20 years have passed since the most enjoyable sporting spectacle I have experienced so far. I saw the “official favorite”, the Greek national basketball team, beat Australia by almost 20 points. And right after that, on the same field, Puerto Rico celebrated a historic victory against the American dream team, which of course that year did not resemble a dream, not even a dream.
All this happened at the Olympic Games in Athens. In my memory they remain indelible and unrepeatable or at least unusual. But other unusual things happened that summer. Such a small country, like Greece, carried out the most demanding organizational bet that he could take on, with hard work, but also a disarming smile.
We saw the right professionals active in the right positions, with the main criterion being what they know and not who they know. We saw a huge and adorable community of volunteers. We saw gleaming subway lines, spotless buses, brand new taxis, renovated hospitals, freshly painted facades, car-free LEAs.

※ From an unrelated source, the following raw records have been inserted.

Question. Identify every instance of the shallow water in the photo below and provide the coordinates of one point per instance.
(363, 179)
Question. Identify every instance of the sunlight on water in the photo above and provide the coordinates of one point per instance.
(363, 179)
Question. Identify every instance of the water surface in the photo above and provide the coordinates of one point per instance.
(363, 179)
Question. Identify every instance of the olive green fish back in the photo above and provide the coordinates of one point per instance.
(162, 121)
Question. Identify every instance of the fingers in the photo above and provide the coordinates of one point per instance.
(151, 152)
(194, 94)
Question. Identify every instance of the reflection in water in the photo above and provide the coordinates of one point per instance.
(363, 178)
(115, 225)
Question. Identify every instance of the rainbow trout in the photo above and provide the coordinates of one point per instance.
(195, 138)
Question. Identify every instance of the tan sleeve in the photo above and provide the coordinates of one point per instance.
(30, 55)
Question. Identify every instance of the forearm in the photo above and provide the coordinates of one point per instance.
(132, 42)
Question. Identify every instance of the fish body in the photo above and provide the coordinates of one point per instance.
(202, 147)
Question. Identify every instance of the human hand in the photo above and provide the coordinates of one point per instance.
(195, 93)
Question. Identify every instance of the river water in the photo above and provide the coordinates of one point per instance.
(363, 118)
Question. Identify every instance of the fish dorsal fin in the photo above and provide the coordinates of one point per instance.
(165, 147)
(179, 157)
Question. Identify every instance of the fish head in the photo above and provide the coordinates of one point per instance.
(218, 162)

In addition, the Olympic Games were an occasion to complete unique infrastructure projects such as the Athens metro, Attiki Odos and the “Eleftherios Venizelos” airport. Without the Games, we would probably make the same bitter puns that the people of Thessaloniki do today about their own infrastructure projects (“Athens’ metro is good, but Thessaloniki’s doesn’t exist…”)

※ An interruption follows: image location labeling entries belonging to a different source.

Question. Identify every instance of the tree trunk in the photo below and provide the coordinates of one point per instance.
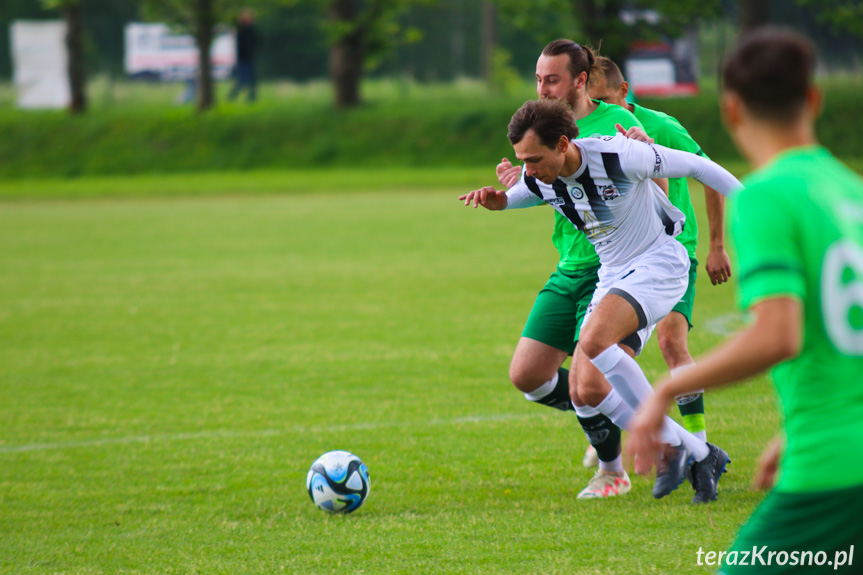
(204, 36)
(754, 14)
(489, 40)
(75, 48)
(347, 54)
(604, 32)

Persistent, but simplistic theory
Only a little later we received the bill, which we are paying to this day. Or at least that’s what many think. But are they right?

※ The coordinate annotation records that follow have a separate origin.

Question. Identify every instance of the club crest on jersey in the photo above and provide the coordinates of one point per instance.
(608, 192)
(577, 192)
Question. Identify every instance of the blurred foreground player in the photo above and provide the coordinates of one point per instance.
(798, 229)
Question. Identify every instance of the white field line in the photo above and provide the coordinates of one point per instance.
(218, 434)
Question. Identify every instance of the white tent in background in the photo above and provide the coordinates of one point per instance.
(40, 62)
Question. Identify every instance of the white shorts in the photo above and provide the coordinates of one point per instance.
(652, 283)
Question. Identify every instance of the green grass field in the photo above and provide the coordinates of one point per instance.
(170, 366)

The narrative that Greece was driven into bankruptcy because of the Olympics it is too persistent to ignore. But it is also too simplistic to believe. We all know of course that the Olympics took place in 2004 and the bankruptcy happened just five years later. But that doesn’t prove anything. It is a classic thinking error to assume that when an event A is preceded in time by an event B, then B is a consequence of A. It may be so, but it may not be (usually it is not). Causation must be specifically proven.
Especially if we consider the following: the country has gone bankrupt three more times to date without having organized an Olympic Games. It almost went bankrupt again in 1990 despite absorbing 6% of EU funds in the previous decade, representing just 3.5% of the EU population. And the cost of the Games may have amounted to 9.2 billion euros (as estimated by a relevant IOBE study), but in the “fatal” 2009, OSE alone had accumulated losses of more than 10 billion euros. It should be noted that we are talking about the largest real estate owner in all of Greece…
Source: Skai
I am Janice Wiggins, and I am an author at News Bulletin 247, and I mostly cover economy news. I have a lot of experience in this field, and I know how to get the information that people need. I am a very reliable source, and I always make sure that my readers can trust me.